Elastic Load Balancing and Auto Scaling groups
Elastic Load Balancing
Load balancer are servers that forwards traffic to multiple servers downstream
Why use a load balancer
- Spread load across multiple downstream instances
- Expose a single point of access to your application
- Seamlessly handle failures of downstream instances
- Do regular health-check to your instances
- Provide SSL termination (HTTPS) for your website
- Enforce stickiness with cookies
- High availability across zones
- Separate public traffic from private traffic
Types of load balancer on AWS
AWS provides 4 kinds of managed load balancer:
- Classic load balancer (v1 - old generation)
- HTTP, HTTPS, TCP, SSL
- Application load balancer (v2 - new generation) - Layer 7
- HTTP, HTTPS, gRPC, WebSocket
- Network load balancer (v2 - new generation) - Layer 4
- TCP (HTTP, HTTPS), TLS, UDP
- Gateway load balancer - Layer 3
Note: when using ALB, the application servers don't see the IP of the client directly. The true IP of the client is inserted in the header X-Forwarded-For
Sticky session
- Its possible to implement stickiness so that the same client is always redirected to the same instance behind a load balancer.
- This works for CLB and ALB
- The cookie used for stickiness has an expiration date you control
- Enabling stickiness may bring imbalance to the load over the backend EC2 instances
Use case:
- Make sure the user does not lose his session data
Cross zone load balancing
Application Load Balancer:
- Always on (can't be disabled)
- No charges for inter AZ data
Network Load Balancer
- Disabled by default
- You pay charges ($) for inter AZ data if enabled
Classic Load Balancer
- Disabled by default
- No charges for inter AZ data
SSL/ TLS
Classic Load Balancer
- Support only one SSL certificate
Application Load Balancer
- Support multiple listeners with multiple SSL certificate
- Use Server Name Indication (SNI) to make it work
Network Load Balancer
- Support multiple listeners with multiple SSL certificate
- Use Server Name Indication (SNI) to make it work
Connection draining
It's a time to complete in-flight
requests while the instance is de-registering or unhealthy.

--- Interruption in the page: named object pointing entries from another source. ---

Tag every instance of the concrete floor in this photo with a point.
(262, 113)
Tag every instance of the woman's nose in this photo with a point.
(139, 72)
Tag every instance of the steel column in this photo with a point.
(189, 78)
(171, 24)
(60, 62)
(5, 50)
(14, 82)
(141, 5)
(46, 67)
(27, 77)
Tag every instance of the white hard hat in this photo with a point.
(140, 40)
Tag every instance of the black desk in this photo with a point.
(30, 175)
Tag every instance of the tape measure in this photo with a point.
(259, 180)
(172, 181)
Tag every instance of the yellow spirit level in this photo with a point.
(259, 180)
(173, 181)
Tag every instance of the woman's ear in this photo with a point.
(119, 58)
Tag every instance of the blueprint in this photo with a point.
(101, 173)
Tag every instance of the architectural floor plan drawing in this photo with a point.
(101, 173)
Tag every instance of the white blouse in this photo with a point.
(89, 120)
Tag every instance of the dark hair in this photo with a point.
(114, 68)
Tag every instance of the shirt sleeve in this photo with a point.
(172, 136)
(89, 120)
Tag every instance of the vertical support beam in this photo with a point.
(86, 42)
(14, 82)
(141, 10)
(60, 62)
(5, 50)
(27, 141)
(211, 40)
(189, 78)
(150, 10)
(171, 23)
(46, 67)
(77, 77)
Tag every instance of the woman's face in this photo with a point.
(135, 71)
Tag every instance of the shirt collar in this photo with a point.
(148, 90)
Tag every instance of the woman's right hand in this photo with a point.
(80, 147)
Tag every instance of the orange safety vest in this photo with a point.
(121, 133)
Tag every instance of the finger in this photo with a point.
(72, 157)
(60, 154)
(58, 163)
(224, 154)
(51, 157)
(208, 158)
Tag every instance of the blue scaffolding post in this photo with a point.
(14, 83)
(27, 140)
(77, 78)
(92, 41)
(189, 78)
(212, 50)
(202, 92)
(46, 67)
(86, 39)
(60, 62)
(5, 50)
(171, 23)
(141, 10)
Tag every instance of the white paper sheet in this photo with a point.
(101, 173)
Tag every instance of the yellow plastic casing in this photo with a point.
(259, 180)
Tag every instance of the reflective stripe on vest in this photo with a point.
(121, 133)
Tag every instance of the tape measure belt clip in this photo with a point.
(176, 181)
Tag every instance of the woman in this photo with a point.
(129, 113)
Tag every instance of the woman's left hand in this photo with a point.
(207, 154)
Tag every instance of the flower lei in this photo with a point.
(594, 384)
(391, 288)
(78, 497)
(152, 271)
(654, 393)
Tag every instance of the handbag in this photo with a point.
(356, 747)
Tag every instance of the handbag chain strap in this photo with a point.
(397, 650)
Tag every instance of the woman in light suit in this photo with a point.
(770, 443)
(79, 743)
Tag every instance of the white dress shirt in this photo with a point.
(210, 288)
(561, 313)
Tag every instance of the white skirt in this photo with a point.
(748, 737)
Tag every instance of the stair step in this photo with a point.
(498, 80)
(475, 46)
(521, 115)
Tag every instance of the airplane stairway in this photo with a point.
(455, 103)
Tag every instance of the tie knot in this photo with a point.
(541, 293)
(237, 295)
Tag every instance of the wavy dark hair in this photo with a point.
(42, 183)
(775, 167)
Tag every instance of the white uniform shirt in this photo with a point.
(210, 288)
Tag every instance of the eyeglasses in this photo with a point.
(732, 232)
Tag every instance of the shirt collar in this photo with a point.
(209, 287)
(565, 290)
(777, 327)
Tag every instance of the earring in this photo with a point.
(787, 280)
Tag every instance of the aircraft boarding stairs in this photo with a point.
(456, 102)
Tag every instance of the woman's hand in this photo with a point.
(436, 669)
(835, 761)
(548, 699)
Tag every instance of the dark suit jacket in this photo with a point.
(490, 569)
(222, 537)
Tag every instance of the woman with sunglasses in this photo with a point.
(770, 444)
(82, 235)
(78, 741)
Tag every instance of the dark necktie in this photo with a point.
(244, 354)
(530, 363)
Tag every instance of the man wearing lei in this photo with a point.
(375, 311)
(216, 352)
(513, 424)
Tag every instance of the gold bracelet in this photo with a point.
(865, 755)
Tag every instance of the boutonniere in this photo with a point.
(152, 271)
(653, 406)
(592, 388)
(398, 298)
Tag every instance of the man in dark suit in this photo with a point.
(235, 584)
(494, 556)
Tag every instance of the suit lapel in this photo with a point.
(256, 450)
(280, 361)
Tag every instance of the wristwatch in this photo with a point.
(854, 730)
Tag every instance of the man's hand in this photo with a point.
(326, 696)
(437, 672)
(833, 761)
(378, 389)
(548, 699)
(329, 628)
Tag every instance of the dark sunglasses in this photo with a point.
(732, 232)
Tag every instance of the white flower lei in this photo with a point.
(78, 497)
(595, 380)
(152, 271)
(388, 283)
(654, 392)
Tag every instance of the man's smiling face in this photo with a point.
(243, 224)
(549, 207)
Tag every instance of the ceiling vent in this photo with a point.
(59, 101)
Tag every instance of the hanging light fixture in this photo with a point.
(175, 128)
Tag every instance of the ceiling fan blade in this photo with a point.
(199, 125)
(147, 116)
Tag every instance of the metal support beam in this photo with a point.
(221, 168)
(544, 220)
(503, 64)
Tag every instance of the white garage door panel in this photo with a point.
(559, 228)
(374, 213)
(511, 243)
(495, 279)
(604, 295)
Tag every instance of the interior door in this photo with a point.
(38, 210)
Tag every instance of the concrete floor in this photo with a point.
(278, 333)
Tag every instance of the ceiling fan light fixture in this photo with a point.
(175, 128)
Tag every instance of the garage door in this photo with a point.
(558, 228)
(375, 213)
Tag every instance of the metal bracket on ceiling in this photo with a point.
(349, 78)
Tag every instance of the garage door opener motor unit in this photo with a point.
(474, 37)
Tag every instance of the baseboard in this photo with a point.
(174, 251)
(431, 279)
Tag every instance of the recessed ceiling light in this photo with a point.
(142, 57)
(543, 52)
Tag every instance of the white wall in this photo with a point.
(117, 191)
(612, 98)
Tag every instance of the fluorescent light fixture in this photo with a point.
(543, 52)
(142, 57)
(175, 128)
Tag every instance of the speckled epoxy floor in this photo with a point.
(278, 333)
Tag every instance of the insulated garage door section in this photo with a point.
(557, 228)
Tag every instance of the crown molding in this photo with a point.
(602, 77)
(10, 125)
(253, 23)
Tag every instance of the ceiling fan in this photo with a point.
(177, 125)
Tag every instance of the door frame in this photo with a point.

ELB will stop send new requests to the EC2 instance which is de-registering
Auto Scaling Groups
The goal of the ASG is to:
- Scale out (add EC2 instances) to match an increased load
- Scale in (remove EC2 instances) to match an decreased load
- Ensure we have a minimum and a maximum number of EC2 instances running
- Automatically register new instances to a load balancer
- Re-create EC2 instance in case a previous one is terminated
Auto Scaling Groups attributes
- A launch template: contains template for creating a new EC2 instances
- Min Size/ Max Size/ Initial Capacity
- Scaling policy
It's possible to scale an ASG based on CloudWatch alarm.
Good metrics to scale on
- CPUUtilization: Average CPU utilization across your instances
- RequetsCountPerTarget: to make sure the number of requests per EC2 instance is stable
- Average Network In/ Out: if your application is network bound
- Custom metric
Scaling cooldown
After a scaling activity happens, you are in the cooldown period (default 300 seconds), during cooldown period, ASG will not launch or terminate additional instances (to allow for metrics to stablize)